- Born: 26 February 1925 Argentina
- Died: 29 April 2019 (aged 94) University Place, Washington, U.S.
- Occupations: Film director, television director
- Years active: 1955–1991
- Spouse(s): Jane Moxey (1970–2019; 2 children)

= John Llewellyn Moxey =

Argentine-born British film and TV director (1925–2019)

John Llewellyn Moxey (26 February 1925 – 29 April 2019) was an Argentine-born British film and television director. He was known for directing the horror film The City of the Dead (also known as Horror Hotel, 1960) and directing episodes of The Saint; Mission: Impossible; Magnum, P.I.; and Murder, She Wrote. He was sometimes credited as John L. Moxey or John Moxey.

==Life and career==
Moxey was born in Argentina in 1925. His family operated a coal and steel business out of South America at the time. He attended Rose Hill School, Banstead, Ottershaw College, Bradfield College, and the Royal Military College, Sandhurst.

Before entering the film industry, he served in the Second World War in the British Army's 53rd Division Reconnaissance Corps. Beginning his career as an editor, he subsequently went on to direct episodes of the British series London Playhouse and The Adventures of Tugboat Annie.

Moxey's feature film directorial debut was The City of the Dead (also known as Horror Hotel, 1960). He also directed the film Circus of Fear (1966).

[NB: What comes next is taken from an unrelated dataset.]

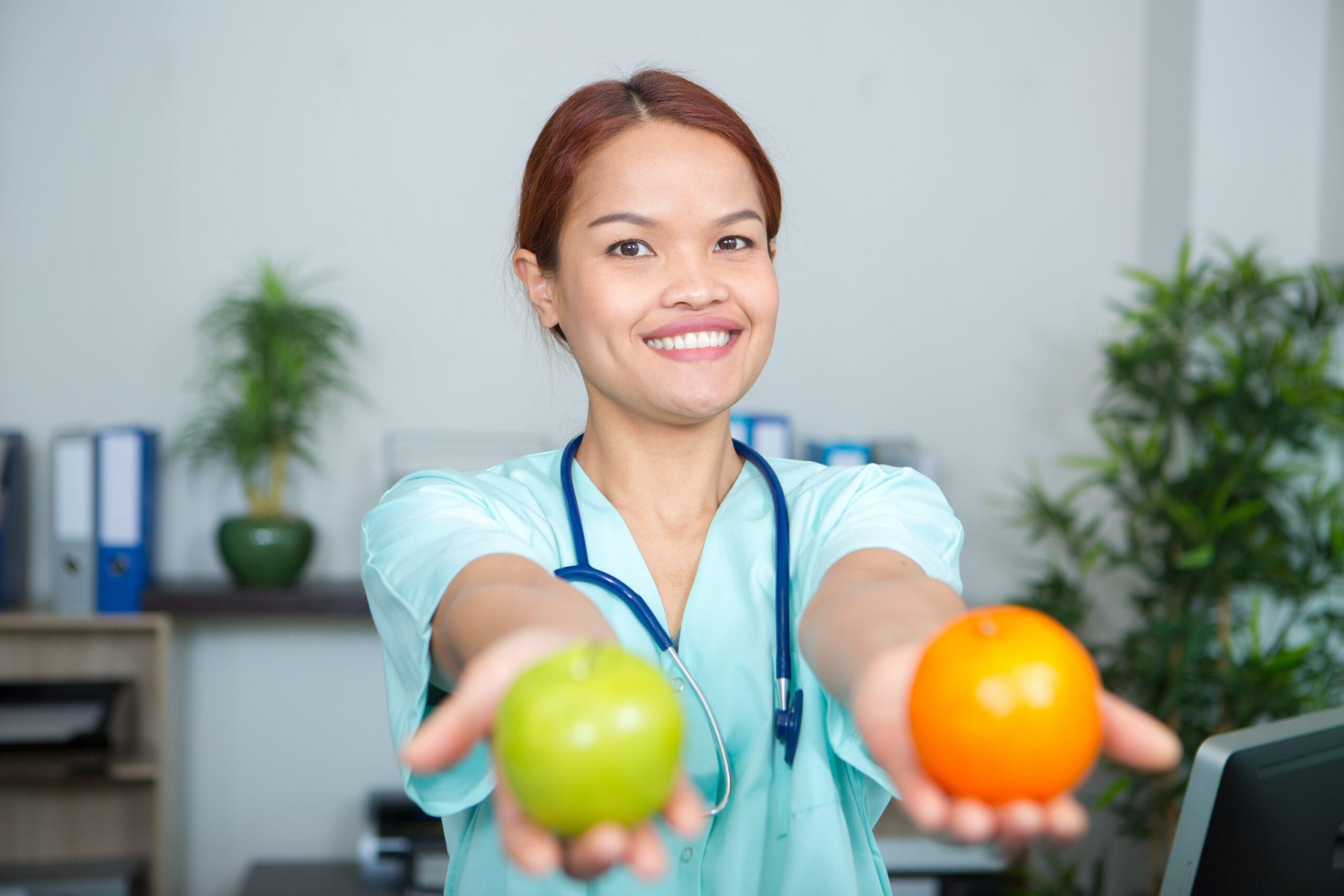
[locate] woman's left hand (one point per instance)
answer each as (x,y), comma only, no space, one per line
(879,702)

For much of his career he focused on directing television, including episodes of the British series Man of the World, The Edgar Wallace Mysteries, Armchair Theatre, The Baron, The Saint, The Avengers and the American series Judd, for the Defense; Hawaii Five-O; Mission: Impossible; Mannix; Kung Fu; Miami Vice; Magnum, P.I.; Murder, She Wrote and the pilot episode of Charlie's Angels. He also directed a number of television films, including A Taste of Evil (1971), Home for the Holidays (1972), The Night Stalker (1972), Genesis II (1973), Where Have All the People Gone? (1974), The Strange and Deadly Occurrence (1974), No Place to Hide (1981), and Desire, the Vampire (1982).